If you know the quota values, you may supply them here.
.. attr:: instances
:type: int
The number of instances available in this region.
.. attr:: cores
:type: int
The number of vCPU cores available in this region.
.. attr:: ram
:type: int
The amount of RAM available in this region (in mebibytes).
.. attr:: cloud-images
:type: list
Each entry in this section must refer to an entry in the
:attr:`labels` section.
.. code-block:: yaml
cloud-images:
- name: bionic
username: zuul
keys:
- zuul-ssh-key
image-name: ibm-ubuntu-20-04-3-minimal-amd64-1
- name: stretch
username: zuul
keys:
- zuul-ssh-key
image-filter:
operating-system:
family: "Debian GNU/Linux"
version: "9.x Stretch/Stable - Minimal Install"
Each entry is a dictionary with the following keys
.. attr:: name
:type: string
:required:
Identifier to refer this cloud-image from :attr:`labels`
section.
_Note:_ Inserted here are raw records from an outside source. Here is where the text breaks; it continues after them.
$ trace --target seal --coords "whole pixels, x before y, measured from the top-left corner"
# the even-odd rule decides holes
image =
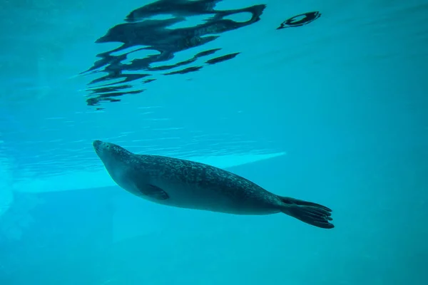
[[[190,160],[138,155],[101,140],[93,145],[118,185],[151,202],[234,214],[282,212],[320,228],[335,227],[327,207],[275,195],[228,171]]]

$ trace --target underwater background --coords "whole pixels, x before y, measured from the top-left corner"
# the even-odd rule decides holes
[[[1,6],[0,284],[428,284],[427,1]],[[335,227],[151,203],[93,140]]]

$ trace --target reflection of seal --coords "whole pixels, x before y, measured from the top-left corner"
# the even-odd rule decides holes
[[[188,160],[136,155],[100,140],[93,145],[119,186],[152,202],[236,214],[282,212],[316,227],[334,227],[329,222],[329,208],[276,195],[228,171]]]
[[[318,11],[301,14],[300,15],[295,16],[294,17],[284,21],[282,23],[281,23],[281,25],[277,28],[277,30],[306,25],[309,23],[313,22],[320,16],[321,13]]]

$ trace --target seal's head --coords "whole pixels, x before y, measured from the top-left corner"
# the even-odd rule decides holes
[[[92,145],[106,166],[112,162],[123,162],[130,155],[132,155],[131,152],[113,143],[97,140],[92,142]]]

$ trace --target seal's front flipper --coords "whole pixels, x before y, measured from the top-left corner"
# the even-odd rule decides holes
[[[157,186],[152,185],[151,184],[146,184],[143,186],[136,186],[144,196],[148,196],[158,200],[165,200],[169,199],[168,193]]]
[[[278,196],[278,197],[282,202],[280,209],[284,214],[312,226],[323,229],[335,227],[334,224],[329,222],[333,219],[330,217],[332,210],[330,208],[311,202],[287,197]]]

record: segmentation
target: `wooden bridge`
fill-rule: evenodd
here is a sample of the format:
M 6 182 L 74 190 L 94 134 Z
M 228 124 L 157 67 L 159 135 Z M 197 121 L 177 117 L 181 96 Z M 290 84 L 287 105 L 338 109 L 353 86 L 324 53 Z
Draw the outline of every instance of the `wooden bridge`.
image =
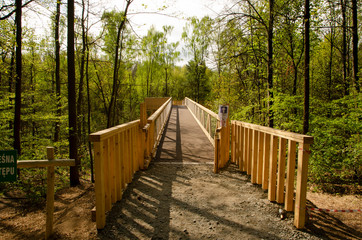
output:
M 185 98 L 147 98 L 140 119 L 89 136 L 95 155 L 96 223 L 122 199 L 127 184 L 151 161 L 160 164 L 212 164 L 217 173 L 229 162 L 268 190 L 268 199 L 294 211 L 303 228 L 309 146 L 313 137 L 228 120 Z M 296 166 L 297 165 L 297 166 Z

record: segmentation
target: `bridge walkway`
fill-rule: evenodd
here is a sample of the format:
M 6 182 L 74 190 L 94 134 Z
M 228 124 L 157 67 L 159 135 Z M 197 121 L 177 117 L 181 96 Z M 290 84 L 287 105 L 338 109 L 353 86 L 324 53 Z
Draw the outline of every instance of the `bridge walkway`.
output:
M 278 205 L 231 165 L 213 173 L 213 146 L 185 106 L 173 106 L 149 168 L 107 214 L 100 239 L 318 239 L 281 221 Z

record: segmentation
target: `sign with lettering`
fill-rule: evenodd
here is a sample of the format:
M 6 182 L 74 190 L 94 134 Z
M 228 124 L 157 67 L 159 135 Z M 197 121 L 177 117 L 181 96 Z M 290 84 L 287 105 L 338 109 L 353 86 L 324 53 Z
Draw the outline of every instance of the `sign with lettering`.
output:
M 229 116 L 229 105 L 219 105 L 219 119 L 221 127 L 226 127 L 226 121 Z
M 15 182 L 17 151 L 0 151 L 0 182 Z

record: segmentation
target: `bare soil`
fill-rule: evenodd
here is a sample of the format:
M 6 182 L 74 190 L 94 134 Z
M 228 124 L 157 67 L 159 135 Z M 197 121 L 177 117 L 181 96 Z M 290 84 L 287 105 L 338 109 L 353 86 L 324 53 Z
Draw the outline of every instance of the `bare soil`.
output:
M 309 206 L 356 209 L 361 196 L 308 193 Z M 136 173 L 107 215 L 105 229 L 91 221 L 89 181 L 56 194 L 53 239 L 362 239 L 361 213 L 313 213 L 303 231 L 293 215 L 231 165 L 220 174 L 209 164 L 153 163 Z M 16 194 L 0 198 L 0 239 L 42 239 L 45 206 Z

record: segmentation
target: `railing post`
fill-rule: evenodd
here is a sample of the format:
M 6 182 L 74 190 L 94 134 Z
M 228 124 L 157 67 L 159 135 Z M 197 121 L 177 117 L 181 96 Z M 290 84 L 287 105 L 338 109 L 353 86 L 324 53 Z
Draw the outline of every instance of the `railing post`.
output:
M 54 160 L 54 148 L 47 147 L 47 159 Z M 46 202 L 46 230 L 45 239 L 53 234 L 53 213 L 54 213 L 54 166 L 47 168 L 47 202 Z
M 304 228 L 305 211 L 307 201 L 307 174 L 308 174 L 309 144 L 299 144 L 298 152 L 298 174 L 297 174 L 297 194 L 295 198 L 294 225 Z
M 145 158 L 147 156 L 147 136 L 146 136 L 146 132 L 143 131 L 143 128 L 146 126 L 147 124 L 147 112 L 146 112 L 146 103 L 141 103 L 140 104 L 140 148 L 141 148 L 141 152 L 140 152 L 140 158 L 141 158 L 141 162 L 140 162 L 140 168 L 144 169 L 145 166 Z
M 218 173 L 219 172 L 219 164 L 220 164 L 220 133 L 221 133 L 221 128 L 217 128 L 215 130 L 215 147 L 214 147 L 214 173 Z
M 104 168 L 102 163 L 103 142 L 94 142 L 94 164 L 95 164 L 95 190 L 96 190 L 96 223 L 97 229 L 106 225 L 105 196 L 104 196 Z

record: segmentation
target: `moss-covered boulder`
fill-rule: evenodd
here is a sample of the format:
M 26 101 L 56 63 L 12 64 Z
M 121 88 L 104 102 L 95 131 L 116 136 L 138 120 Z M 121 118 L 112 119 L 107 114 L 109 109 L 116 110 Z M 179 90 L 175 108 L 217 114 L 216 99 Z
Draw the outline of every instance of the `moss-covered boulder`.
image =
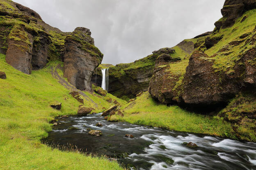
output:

Since this name appears elsewhere in the nodepool
configuration file, you may want to use your own descriptive
name here.
.. attr:: username
:type: str
:required:
The username that should be used when connecting to the node.
.. attr:: keys
:type: list
A list of SSH keys (specified by name) to install on the node.
.. attr:: connection-type
:type: string
The connection type that a consumer should use when connecting
to the node. For most diskimages this is not
necessary. However when creating Windows images this could be
``winrm`` to enable access via ansible.
.. attr:: connection-port
:type: int
:default: 22 / 5986
The port that a consumer should use when connecting to the
node. For most diskimages this is not necessary. This defaults
to 22 for ssh and 5986 for winrm.
.. attr:: python-path
:type: str
:default: auto
The path of the default python interpreter. Used by Zuul to set
``ansible_python_interpreter``. The special value ``auto`` will
direct Zuul to use inbuilt Ansible logic to select the
interpreter on Ansible >=2.8, and default to
``/usr/bin/python2`` for earlier versions.
.. attr:: shell-type
:type: str
The shell type of the node's default shell executable. Used by Zuul
to set ``ansible_shell_type``. This setting should only be used
- For a windows image with the experimental `connection-type` ``ssh``
in which case ``cmd`` or ``powershell`` should be set
and reflect the node's ``DefaultShell`` configuration.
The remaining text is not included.